The situation is not even that clear in Spain, a country that would undoubtedly benefit from such an arrangement. Would the centre-right government allow the banking conglomerate Bankia, for example, to go under a European hammer? That is a "super-caja” run by Rodrigo Rato, a former managing director of the International Monetary Fund and one of the ruling Popular Party’s most prominent representatives in the banking sector.
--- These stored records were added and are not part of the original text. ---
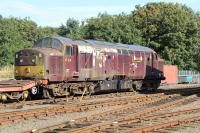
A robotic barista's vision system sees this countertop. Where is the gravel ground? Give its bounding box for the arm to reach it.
[0,106,123,133]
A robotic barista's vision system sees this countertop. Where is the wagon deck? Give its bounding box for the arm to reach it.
[0,80,37,92]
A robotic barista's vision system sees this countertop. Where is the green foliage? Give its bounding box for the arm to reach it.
[82,13,142,43]
[58,18,81,39]
[132,3,200,69]
[0,18,58,66]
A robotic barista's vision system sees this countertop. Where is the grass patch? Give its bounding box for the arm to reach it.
[0,66,14,78]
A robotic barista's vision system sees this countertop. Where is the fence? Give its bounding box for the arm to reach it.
[178,70,200,83]
[0,65,14,78]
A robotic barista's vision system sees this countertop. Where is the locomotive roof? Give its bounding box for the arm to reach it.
[52,36,154,52]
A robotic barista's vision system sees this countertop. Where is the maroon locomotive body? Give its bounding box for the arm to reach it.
[15,36,164,96]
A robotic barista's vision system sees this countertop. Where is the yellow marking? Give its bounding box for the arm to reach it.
[15,66,44,77]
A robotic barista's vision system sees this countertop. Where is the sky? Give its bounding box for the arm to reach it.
[0,0,200,27]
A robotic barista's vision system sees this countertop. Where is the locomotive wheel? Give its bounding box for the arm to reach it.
[133,81,143,91]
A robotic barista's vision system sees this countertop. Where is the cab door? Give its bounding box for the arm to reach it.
[64,45,77,80]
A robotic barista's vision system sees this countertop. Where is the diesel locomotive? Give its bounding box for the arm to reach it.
[0,36,165,100]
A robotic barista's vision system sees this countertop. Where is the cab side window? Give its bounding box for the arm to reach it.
[66,46,73,56]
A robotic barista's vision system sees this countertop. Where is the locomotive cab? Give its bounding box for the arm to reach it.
[15,37,71,81]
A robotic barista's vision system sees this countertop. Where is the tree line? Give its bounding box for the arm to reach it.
[0,2,200,70]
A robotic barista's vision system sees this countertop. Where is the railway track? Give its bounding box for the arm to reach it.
[0,94,169,125]
[0,84,200,132]
[24,93,200,133]
[0,92,134,109]
[0,84,200,109]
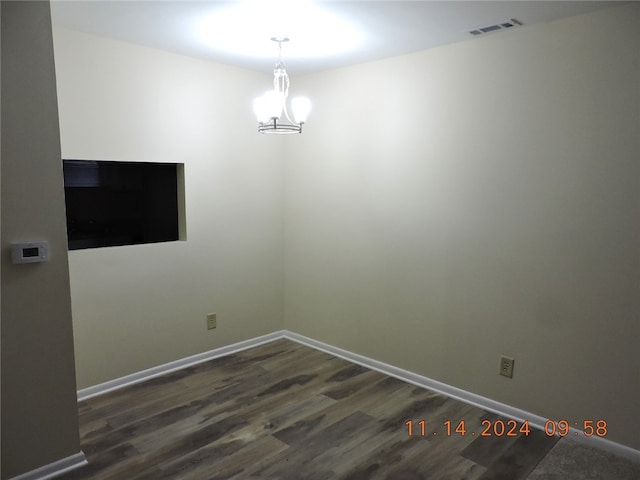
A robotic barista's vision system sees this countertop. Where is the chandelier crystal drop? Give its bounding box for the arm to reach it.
[253,37,311,134]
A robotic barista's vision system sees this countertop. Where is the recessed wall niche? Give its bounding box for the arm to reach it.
[63,159,186,250]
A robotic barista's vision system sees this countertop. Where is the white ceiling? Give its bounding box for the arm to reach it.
[52,0,625,74]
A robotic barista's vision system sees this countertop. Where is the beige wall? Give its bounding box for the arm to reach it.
[54,28,284,388]
[1,2,80,479]
[54,1,640,456]
[285,4,640,449]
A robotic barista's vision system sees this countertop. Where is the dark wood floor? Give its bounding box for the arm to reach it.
[60,340,556,480]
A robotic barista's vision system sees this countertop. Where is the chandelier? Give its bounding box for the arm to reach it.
[253,37,311,134]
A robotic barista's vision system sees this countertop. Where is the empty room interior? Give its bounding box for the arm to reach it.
[0,0,640,480]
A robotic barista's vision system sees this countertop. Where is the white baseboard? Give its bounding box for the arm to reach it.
[78,330,284,401]
[284,330,640,462]
[9,452,87,480]
[76,330,640,464]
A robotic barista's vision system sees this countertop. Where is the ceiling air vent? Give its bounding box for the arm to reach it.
[469,18,522,36]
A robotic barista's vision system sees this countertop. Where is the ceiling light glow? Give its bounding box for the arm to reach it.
[195,0,363,58]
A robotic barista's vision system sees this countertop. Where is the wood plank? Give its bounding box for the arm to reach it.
[60,340,555,480]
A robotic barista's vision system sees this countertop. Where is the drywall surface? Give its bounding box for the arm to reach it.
[54,27,284,388]
[1,2,80,479]
[285,4,640,449]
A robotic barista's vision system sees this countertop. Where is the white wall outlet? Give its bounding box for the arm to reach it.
[500,356,515,378]
[207,313,218,330]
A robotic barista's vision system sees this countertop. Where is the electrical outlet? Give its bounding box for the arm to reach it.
[207,313,218,330]
[500,356,515,378]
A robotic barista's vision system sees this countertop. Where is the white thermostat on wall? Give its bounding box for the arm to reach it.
[11,242,49,263]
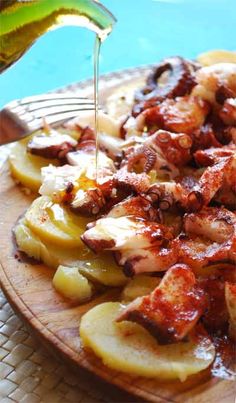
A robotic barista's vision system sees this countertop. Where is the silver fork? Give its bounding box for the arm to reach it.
[0,93,97,145]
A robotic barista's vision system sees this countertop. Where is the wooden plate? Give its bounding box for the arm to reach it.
[0,68,235,403]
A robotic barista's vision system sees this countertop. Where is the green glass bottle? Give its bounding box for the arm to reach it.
[0,0,116,72]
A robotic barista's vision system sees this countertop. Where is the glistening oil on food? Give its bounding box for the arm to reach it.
[9,52,236,381]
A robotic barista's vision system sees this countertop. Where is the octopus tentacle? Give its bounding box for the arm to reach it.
[176,207,236,269]
[133,57,196,115]
[116,264,207,344]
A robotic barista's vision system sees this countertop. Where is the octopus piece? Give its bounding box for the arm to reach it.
[176,207,236,269]
[191,123,222,152]
[183,157,232,211]
[107,196,160,221]
[81,216,173,253]
[219,97,236,126]
[225,282,236,341]
[27,130,77,160]
[146,181,185,211]
[136,96,210,134]
[192,63,236,106]
[40,133,116,215]
[146,130,192,167]
[116,264,207,344]
[115,246,178,277]
[194,143,236,200]
[121,130,181,178]
[133,57,197,114]
[194,144,236,167]
[113,166,150,195]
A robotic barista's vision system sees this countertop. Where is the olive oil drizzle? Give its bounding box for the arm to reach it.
[94,35,101,182]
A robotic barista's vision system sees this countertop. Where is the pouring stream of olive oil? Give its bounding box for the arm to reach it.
[0,0,116,176]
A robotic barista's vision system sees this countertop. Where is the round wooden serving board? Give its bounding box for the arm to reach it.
[0,68,235,403]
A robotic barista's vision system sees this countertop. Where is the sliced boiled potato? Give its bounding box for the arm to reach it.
[106,76,145,119]
[25,196,88,248]
[52,265,92,302]
[79,252,128,287]
[9,136,59,192]
[197,49,236,66]
[80,302,215,381]
[122,274,161,301]
[14,218,92,269]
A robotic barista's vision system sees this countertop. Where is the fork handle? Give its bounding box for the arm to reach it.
[0,109,28,145]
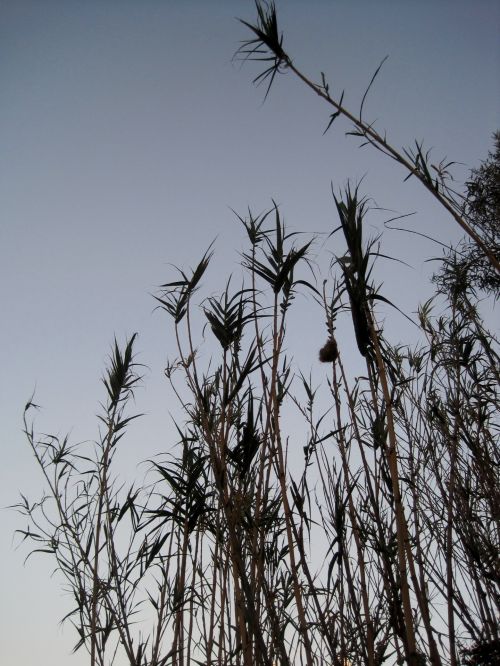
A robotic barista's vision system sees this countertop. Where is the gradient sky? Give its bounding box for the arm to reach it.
[0,0,500,666]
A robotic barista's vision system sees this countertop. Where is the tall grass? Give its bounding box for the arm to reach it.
[13,4,500,666]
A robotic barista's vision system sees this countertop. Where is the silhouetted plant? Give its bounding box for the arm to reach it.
[13,3,500,666]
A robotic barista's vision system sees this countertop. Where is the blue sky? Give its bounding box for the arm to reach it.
[0,0,500,666]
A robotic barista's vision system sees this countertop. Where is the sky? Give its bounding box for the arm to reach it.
[0,0,500,666]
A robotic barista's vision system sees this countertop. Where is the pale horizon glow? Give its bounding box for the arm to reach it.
[0,0,500,666]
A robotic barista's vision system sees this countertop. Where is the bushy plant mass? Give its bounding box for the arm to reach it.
[13,3,500,666]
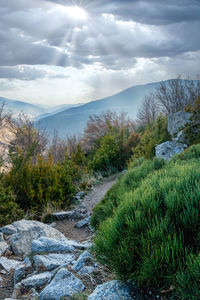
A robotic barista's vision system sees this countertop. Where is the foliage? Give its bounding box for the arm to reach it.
[0,178,24,226]
[94,145,200,299]
[5,153,75,213]
[91,158,165,228]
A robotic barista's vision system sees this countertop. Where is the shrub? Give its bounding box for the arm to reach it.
[94,149,200,299]
[5,155,75,214]
[91,158,165,228]
[0,183,24,226]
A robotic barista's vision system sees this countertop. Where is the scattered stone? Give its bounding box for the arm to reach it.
[0,225,17,235]
[88,280,136,300]
[156,141,187,160]
[0,232,4,242]
[14,257,32,284]
[72,251,93,272]
[74,217,90,228]
[0,257,22,272]
[74,192,85,200]
[167,111,192,136]
[10,220,65,255]
[33,253,74,271]
[21,272,53,288]
[52,210,84,221]
[31,237,74,253]
[67,240,92,250]
[49,222,56,227]
[77,266,95,276]
[0,242,9,256]
[40,268,85,300]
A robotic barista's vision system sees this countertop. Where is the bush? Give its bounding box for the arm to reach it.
[94,145,200,299]
[91,158,165,228]
[5,155,75,214]
[0,183,24,227]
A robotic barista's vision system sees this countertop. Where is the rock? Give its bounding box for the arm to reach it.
[0,225,17,235]
[52,210,84,221]
[74,192,85,200]
[156,141,187,160]
[21,272,53,288]
[67,240,92,250]
[9,220,65,255]
[0,242,9,256]
[167,111,192,136]
[40,268,85,300]
[88,280,136,300]
[14,257,32,284]
[31,237,75,253]
[77,266,96,276]
[0,232,4,242]
[72,251,93,272]
[0,257,22,272]
[74,217,90,228]
[33,253,74,271]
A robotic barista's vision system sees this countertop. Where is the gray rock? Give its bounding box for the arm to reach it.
[75,217,90,228]
[88,280,136,300]
[172,130,188,143]
[9,220,65,255]
[31,237,74,253]
[77,266,96,276]
[21,272,53,288]
[0,257,22,272]
[14,257,32,284]
[52,210,83,221]
[156,141,187,160]
[40,268,85,300]
[67,240,92,250]
[0,225,17,235]
[168,111,192,136]
[0,232,4,242]
[72,251,93,272]
[0,242,9,256]
[33,253,74,271]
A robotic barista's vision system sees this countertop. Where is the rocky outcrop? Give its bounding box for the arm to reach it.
[40,268,85,300]
[88,280,136,300]
[156,141,187,160]
[6,220,65,255]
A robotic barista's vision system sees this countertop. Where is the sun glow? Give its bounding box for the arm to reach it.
[64,6,87,20]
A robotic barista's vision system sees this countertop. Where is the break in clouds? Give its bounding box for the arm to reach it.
[0,0,200,104]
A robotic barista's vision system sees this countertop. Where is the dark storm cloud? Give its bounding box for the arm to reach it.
[0,0,200,75]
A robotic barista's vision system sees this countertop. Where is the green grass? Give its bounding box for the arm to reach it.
[93,145,200,299]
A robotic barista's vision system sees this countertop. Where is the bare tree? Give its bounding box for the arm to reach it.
[137,93,160,125]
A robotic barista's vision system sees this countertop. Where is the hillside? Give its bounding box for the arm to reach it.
[37,82,159,137]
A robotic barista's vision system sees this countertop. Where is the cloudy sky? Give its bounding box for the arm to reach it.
[0,0,200,105]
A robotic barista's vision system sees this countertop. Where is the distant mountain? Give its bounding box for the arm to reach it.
[37,82,160,138]
[0,97,46,118]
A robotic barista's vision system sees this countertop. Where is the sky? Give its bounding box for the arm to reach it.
[0,0,200,106]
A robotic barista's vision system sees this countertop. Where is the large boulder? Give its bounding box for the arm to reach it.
[156,141,187,160]
[39,268,85,300]
[88,280,137,300]
[33,253,74,271]
[168,111,192,136]
[9,220,66,255]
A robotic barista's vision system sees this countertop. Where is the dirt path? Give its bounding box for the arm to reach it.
[54,175,117,242]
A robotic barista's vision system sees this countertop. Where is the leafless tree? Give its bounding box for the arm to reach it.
[137,93,160,125]
[154,77,200,114]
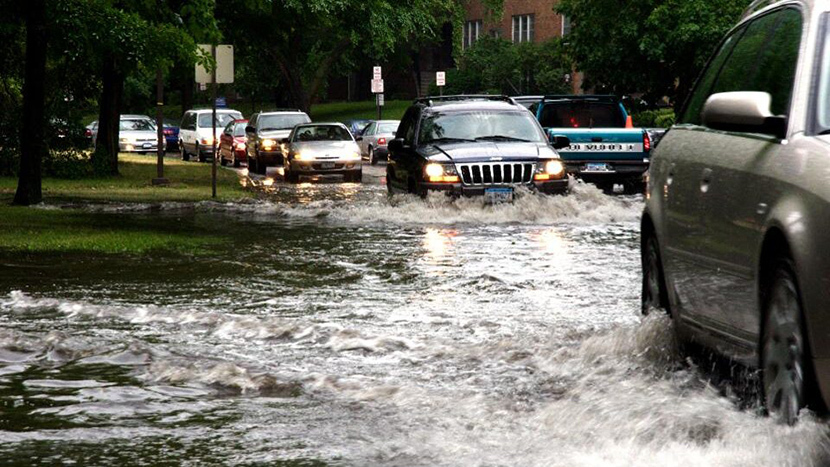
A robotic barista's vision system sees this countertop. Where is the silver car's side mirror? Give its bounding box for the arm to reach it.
[703,91,787,139]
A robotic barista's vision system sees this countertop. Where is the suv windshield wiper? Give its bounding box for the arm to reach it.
[476,135,530,143]
[424,137,476,144]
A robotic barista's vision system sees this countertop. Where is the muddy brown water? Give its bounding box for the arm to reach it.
[0,167,828,466]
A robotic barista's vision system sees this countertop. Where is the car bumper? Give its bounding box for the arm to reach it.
[421,178,568,196]
[118,142,158,152]
[565,160,649,183]
[291,160,363,175]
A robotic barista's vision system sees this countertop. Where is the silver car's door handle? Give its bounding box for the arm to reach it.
[700,169,712,193]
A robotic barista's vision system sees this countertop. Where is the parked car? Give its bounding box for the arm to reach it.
[162,118,179,152]
[219,120,248,167]
[281,123,363,183]
[386,96,568,202]
[641,0,830,424]
[118,115,158,154]
[346,120,372,138]
[536,95,651,193]
[356,120,401,165]
[179,109,242,162]
[245,110,311,175]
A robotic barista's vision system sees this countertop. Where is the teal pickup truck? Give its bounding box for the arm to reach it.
[531,95,651,193]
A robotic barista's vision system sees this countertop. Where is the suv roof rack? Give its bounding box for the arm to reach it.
[542,94,619,102]
[415,94,518,106]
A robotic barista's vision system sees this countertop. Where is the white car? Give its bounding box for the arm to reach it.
[179,109,242,162]
[118,115,164,153]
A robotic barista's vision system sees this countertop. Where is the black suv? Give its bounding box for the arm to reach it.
[386,95,569,202]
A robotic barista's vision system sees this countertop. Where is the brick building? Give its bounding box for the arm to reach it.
[461,0,582,94]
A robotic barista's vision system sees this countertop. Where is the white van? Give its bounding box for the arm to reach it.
[179,109,242,162]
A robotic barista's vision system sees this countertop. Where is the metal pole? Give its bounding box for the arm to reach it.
[210,44,216,198]
[153,68,169,185]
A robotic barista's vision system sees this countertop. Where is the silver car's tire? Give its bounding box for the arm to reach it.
[761,261,809,425]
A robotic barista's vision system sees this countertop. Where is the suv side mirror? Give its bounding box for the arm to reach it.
[550,135,571,149]
[387,138,404,151]
[702,91,787,139]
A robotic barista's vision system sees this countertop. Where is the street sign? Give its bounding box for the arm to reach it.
[196,44,233,84]
[372,79,383,94]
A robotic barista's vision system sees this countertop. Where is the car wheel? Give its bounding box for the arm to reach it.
[761,260,809,425]
[641,233,669,315]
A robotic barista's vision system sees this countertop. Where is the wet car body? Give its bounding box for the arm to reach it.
[118,115,158,154]
[642,1,830,423]
[245,109,311,175]
[386,96,568,200]
[219,119,248,167]
[281,123,363,182]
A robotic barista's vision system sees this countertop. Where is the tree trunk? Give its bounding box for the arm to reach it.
[13,0,48,206]
[92,55,124,175]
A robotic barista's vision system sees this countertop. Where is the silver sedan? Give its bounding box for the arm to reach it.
[281,123,363,183]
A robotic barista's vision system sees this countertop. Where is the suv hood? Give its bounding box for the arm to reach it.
[421,141,558,162]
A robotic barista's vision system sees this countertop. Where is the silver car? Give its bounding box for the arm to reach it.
[118,115,164,153]
[281,123,363,183]
[357,120,401,165]
[641,0,830,424]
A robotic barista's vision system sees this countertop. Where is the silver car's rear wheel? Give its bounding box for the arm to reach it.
[762,262,807,425]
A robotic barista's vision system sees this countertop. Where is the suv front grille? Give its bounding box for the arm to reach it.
[456,162,536,186]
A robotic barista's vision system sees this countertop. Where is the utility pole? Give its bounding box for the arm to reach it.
[153,67,170,185]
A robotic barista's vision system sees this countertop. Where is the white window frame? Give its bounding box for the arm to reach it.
[511,13,536,44]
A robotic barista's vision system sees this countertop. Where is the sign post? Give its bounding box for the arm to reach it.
[196,44,233,198]
[372,66,383,120]
[435,71,447,96]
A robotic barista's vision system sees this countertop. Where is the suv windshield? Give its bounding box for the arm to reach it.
[419,110,546,144]
[199,112,242,128]
[119,119,156,131]
[257,114,311,131]
[294,125,352,141]
[539,101,625,128]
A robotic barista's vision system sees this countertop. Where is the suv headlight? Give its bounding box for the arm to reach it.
[424,162,461,183]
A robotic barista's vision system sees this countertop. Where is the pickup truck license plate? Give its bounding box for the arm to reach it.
[583,162,613,172]
[484,188,513,204]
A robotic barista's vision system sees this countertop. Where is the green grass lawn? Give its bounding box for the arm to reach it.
[0,155,253,254]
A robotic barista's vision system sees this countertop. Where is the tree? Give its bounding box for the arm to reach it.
[14,0,47,206]
[216,0,457,111]
[556,0,750,104]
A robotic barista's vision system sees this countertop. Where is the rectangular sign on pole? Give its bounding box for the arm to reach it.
[372,79,383,94]
[196,44,233,84]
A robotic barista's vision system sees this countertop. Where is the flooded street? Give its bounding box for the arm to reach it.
[0,166,828,466]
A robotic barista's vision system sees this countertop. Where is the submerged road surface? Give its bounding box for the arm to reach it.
[0,166,828,467]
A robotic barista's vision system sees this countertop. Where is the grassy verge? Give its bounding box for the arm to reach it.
[0,155,252,254]
[0,154,252,204]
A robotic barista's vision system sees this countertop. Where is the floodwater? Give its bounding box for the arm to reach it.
[0,167,828,466]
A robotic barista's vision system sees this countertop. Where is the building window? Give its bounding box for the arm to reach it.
[513,15,536,44]
[461,20,482,49]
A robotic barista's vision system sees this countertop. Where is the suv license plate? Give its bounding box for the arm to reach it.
[484,188,513,204]
[583,162,613,172]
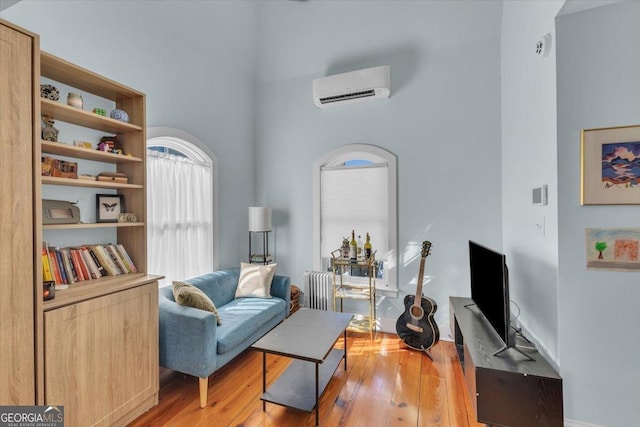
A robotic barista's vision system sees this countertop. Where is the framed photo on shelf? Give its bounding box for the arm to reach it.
[580,125,640,205]
[96,194,124,222]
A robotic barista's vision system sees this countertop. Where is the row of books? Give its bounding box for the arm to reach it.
[42,242,138,285]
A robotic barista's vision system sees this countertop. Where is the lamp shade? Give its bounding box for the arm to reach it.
[249,206,271,231]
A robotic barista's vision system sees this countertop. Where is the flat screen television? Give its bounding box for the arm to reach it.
[469,240,516,355]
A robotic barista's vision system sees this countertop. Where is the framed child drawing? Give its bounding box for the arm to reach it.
[580,125,640,205]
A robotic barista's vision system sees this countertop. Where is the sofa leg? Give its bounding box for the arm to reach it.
[199,377,209,408]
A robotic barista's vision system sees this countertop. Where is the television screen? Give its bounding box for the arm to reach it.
[469,241,515,347]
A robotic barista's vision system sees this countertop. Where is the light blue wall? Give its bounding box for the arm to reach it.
[0,0,256,267]
[501,1,564,363]
[256,1,502,324]
[557,1,640,427]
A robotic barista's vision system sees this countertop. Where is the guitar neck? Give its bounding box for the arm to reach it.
[413,257,426,307]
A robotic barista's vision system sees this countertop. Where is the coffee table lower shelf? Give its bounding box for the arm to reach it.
[261,348,344,413]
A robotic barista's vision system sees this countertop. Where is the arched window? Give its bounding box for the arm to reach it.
[313,144,397,291]
[147,128,218,285]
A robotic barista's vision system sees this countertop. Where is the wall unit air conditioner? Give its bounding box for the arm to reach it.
[313,65,391,108]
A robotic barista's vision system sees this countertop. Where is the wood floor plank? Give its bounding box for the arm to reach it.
[130,332,482,427]
[388,339,420,426]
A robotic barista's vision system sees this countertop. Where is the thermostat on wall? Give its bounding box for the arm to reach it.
[531,185,547,206]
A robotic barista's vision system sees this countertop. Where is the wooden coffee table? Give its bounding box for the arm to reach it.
[251,308,353,425]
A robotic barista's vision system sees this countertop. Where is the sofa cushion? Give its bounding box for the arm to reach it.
[216,298,286,354]
[236,262,277,298]
[173,282,222,325]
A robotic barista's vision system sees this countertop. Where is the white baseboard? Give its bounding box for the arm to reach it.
[564,418,605,427]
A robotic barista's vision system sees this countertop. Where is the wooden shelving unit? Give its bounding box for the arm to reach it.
[33,52,161,426]
[40,140,144,164]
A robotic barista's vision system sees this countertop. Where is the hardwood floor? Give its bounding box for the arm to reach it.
[130,333,482,427]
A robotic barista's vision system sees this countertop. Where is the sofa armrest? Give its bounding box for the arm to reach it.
[271,275,291,317]
[159,296,217,378]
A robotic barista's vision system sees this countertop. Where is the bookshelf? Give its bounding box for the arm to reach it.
[33,51,161,425]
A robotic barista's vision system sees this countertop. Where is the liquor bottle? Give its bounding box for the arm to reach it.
[349,230,358,263]
[364,233,371,259]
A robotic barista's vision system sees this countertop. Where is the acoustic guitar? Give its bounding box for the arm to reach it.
[396,241,440,358]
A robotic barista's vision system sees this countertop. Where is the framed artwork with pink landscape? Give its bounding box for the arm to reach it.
[585,228,640,271]
[580,125,640,205]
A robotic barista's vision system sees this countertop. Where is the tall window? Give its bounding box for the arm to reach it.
[147,128,217,286]
[313,144,397,290]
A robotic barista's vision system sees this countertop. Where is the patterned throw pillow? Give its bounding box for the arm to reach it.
[236,262,278,298]
[173,282,222,325]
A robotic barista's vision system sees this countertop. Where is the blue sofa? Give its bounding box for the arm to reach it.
[159,268,291,408]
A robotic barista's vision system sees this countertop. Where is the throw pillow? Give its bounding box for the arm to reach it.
[173,282,222,325]
[236,262,277,298]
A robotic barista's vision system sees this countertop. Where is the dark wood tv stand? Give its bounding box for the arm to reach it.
[449,297,563,427]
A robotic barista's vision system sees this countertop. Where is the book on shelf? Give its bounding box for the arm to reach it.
[42,242,138,285]
[42,246,53,282]
[116,243,138,273]
[105,244,131,274]
[49,248,69,284]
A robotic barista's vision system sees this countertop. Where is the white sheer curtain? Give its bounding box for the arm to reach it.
[147,150,213,286]
[320,164,389,274]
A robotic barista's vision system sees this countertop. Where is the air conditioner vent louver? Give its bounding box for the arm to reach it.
[313,65,391,108]
[320,89,376,104]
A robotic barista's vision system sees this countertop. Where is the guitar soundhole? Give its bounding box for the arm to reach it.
[411,305,424,319]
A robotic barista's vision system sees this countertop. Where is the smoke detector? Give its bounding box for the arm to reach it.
[536,33,551,58]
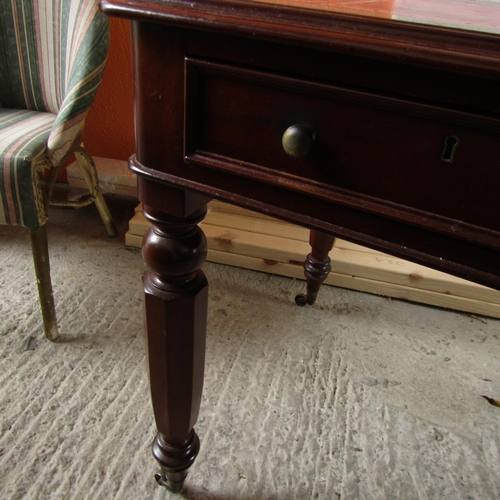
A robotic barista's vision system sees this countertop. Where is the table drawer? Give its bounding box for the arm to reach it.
[185,59,500,234]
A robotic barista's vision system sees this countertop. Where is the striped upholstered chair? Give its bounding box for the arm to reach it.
[0,0,116,340]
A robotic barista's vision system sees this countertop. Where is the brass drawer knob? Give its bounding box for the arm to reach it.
[281,125,314,158]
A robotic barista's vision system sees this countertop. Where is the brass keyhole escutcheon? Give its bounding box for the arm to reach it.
[441,135,460,163]
[281,125,314,158]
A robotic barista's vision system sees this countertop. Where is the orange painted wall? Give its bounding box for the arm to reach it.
[83,18,134,160]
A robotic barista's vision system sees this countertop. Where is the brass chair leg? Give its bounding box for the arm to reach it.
[75,147,118,236]
[30,226,59,340]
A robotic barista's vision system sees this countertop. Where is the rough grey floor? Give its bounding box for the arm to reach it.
[0,192,500,500]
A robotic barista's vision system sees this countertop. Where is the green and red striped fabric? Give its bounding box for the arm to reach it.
[0,0,109,229]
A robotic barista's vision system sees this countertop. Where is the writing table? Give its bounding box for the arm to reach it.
[101,0,500,491]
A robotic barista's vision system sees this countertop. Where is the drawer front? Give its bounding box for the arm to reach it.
[185,59,500,234]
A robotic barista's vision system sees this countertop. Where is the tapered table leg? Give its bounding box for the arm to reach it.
[143,201,208,491]
[295,231,335,306]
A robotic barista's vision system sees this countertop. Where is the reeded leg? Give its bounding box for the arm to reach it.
[30,226,59,340]
[143,201,208,491]
[295,231,335,306]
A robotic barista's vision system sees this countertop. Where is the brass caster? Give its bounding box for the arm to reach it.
[295,293,307,307]
[155,471,184,493]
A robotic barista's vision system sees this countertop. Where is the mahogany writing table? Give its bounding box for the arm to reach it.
[102,0,500,491]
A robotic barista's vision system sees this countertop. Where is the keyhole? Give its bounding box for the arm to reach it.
[441,135,460,163]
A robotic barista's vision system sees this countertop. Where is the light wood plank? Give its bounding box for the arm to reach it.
[126,202,500,317]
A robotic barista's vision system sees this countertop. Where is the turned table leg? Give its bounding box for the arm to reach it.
[143,201,208,491]
[295,231,335,306]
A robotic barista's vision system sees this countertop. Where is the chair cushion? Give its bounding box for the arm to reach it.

My guess is that among all crisis resolution choices, the centralisation of bank resolution and supervision will be among the least popular. Politically, it would be more realistic to expect the current rescue "umbrella” to take on that role. It would be a horrible fudge, and it would not solve the crisis. But it will be tried. It is technically possible, for example, for the European Stability Mechanism to lend money to Spain earmarked specifically for recapitalising the banking sector. But the ESM is constructed in such a way that Spain would become subject to the full blast of conditionality that any programme legally requires.

Spain would lose its sovereignty. Most important, such a program would not solve the problem because it constitutes a swap from Spanish private debt to Spanish public debt. The ultimate responsibility for refinancing Spanish banking would remain in that country. A eurozone-wide bank resolution scheme would have the advantage – from a Spanish perspective – of the costs and risks inherent in a restructuring of the financial system being shared among all member states.

I am not saying a eurozone bank resolution fund is impossible. But it would have to be part of an immensely difficult political deal, in which various parties agree to do things they are definitely not willing to do today.

The only way I can see such an outcome would be for the crisis to get worse – a lot worse. That may well be happening, but it is not, of course, something one should wish for.